You implement best practices from other companies. But you never ask whether those practices solve problems you actually have.

Local optimization feels productive. You're making measurable improvements. Teams are busy. Metrics move. But you might be perfecting something that shouldn't exist.

The most impactful changes often come from stepping back and questioning the entire framing. Not "how do we do this better" but "should we be doing this at all?"

Why We Default to Optimization?

Emotional cost.

Questioning whether something should exist is uncomfortable. It feels like an attack on the people who built it, the people who run it, the people whose jobs depend on it.

It's much safer to optimize. Optimization is additive. You're making things better, not threatening anyone. You get credit for improvements without the risk of being wrong about something fundamental.

Asking "should this exist?" puts you in a vulnerable position. If you're wrong, you look foolish. If you're right, you might make enemies. So most people don't ask. They optimize instead.

What First Principles Looks Like

First principles thinking isn’t abstract or philosophical. It’s practical and starts one layer deeper than most teams are willing to go.

So how do you actually do it? First principles thinking means starting from the actual problem, not the current solution.

Instead of "how do we speed up code reviews," ask "what are we actually trying to achieve?" Maybe it's catching bugs. Maybe it's knowledge sharing. Maybe it's maintaining code quality standards. Each of those might have a completely different solution.

Instead of "how do we triage bugs faster," ask "why are there so many bugs in the first place?" Maybe it's rushed releases. Maybe it's unclear requirements. Maybe it's insufficient testing. Each points to a different fix.

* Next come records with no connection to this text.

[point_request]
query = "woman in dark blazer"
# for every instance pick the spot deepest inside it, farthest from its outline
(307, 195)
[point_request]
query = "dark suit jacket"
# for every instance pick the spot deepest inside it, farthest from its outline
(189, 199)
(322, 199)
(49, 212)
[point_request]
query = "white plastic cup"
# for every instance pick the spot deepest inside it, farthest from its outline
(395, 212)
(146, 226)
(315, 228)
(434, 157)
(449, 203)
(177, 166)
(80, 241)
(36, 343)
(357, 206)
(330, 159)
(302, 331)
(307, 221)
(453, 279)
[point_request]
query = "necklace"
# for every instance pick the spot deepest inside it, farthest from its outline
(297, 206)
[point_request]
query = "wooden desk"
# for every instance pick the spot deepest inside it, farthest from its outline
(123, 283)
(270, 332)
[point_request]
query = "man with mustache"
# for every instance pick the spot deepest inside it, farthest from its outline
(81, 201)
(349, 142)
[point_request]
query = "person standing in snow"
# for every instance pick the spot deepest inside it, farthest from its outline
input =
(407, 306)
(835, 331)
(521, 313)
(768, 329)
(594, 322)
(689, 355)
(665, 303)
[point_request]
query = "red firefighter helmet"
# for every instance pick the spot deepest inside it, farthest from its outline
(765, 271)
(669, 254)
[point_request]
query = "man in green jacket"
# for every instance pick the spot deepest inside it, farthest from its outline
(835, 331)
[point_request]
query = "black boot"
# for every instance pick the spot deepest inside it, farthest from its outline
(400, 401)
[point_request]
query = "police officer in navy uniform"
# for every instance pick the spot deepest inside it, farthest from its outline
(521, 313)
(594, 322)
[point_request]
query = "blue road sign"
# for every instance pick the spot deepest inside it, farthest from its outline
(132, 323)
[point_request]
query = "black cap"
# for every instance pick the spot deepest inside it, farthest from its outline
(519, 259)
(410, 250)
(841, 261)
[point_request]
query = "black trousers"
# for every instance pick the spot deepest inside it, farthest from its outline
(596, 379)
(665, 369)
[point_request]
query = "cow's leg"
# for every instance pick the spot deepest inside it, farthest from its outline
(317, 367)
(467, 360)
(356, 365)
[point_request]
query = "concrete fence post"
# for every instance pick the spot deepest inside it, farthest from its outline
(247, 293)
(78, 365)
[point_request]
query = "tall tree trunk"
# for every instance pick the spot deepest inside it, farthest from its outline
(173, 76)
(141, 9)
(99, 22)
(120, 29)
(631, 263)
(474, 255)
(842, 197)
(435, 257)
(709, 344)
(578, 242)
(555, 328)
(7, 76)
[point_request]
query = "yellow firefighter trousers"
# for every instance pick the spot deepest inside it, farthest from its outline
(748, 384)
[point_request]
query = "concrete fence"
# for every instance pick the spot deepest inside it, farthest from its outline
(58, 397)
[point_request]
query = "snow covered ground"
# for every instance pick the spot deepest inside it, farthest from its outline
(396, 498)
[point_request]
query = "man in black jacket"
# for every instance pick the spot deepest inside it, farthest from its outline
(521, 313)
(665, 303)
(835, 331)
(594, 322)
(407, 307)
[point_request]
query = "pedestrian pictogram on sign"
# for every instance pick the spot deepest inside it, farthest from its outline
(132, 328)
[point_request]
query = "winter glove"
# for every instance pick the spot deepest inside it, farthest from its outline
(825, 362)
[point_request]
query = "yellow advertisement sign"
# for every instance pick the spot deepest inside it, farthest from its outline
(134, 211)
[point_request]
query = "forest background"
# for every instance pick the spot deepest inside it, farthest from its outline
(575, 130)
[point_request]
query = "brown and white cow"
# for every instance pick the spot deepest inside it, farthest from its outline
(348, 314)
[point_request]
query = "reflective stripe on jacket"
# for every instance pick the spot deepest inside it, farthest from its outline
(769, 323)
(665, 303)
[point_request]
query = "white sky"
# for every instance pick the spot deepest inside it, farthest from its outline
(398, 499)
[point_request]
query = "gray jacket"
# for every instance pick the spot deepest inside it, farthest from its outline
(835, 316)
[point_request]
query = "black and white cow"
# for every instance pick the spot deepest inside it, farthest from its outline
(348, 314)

Instead of "how do we make meetings more efficient," ask "what problem is this meeting solving?" Maybe it's coordination. Maybe it's decision-making. Maybe it's relationship-building. Only one of those actually requires synchronous time in a room.

Litmus Test

Try this thought experiment. If a process disappeared tomorrow:

  • What would actually break?
  • How quickly would we notice?
  • Who would complain first, and why?

The answers reveal a lot. If nothing breaks, the process is probably waste. If it takes weeks to notice, it's not as critical as people think. If the only people who complain are the ones running the process, that tells you something too.

Some Processes Will Survive

Now, here's a counterpoint worth considering: if you're going to innovate, you have to understand the value of what you're replacing.

This isn't about eliminating everything. Some processes exist for good reasons that remain valid. And to know which ones, you need to understand them deeply first. Why they exist, what they actually accomplish, what would break without them.

Human judgment still matters for decisions that involve values, priorities, and tradeoffs. Relationship-building still requires actual human connection.

The point isn't that everything should be eliminated or automated. The point is that everything should be questioned. Some things will survive the questioning and be stronger for it. Others will reveal themselves as artifacts of constraints that no longer apply.

The Uncomfortable Question

Next time you're about to "improve" something, whether with AI, more meetings, new processes, or additional resources, pause and ask:

If I were starting from scratch today, with all the tools and knowledge available now, would I design this at all? Would I design it this way?

If the answer is no, maybe the move isn't to optimize. Maybe it's to rethink the whole thing.

The best opportunities often aren't in making existing things faster. They're in realizing that some existing things don't need to exist anymore.

Optimization compounds efficiency. First principles compound leverage.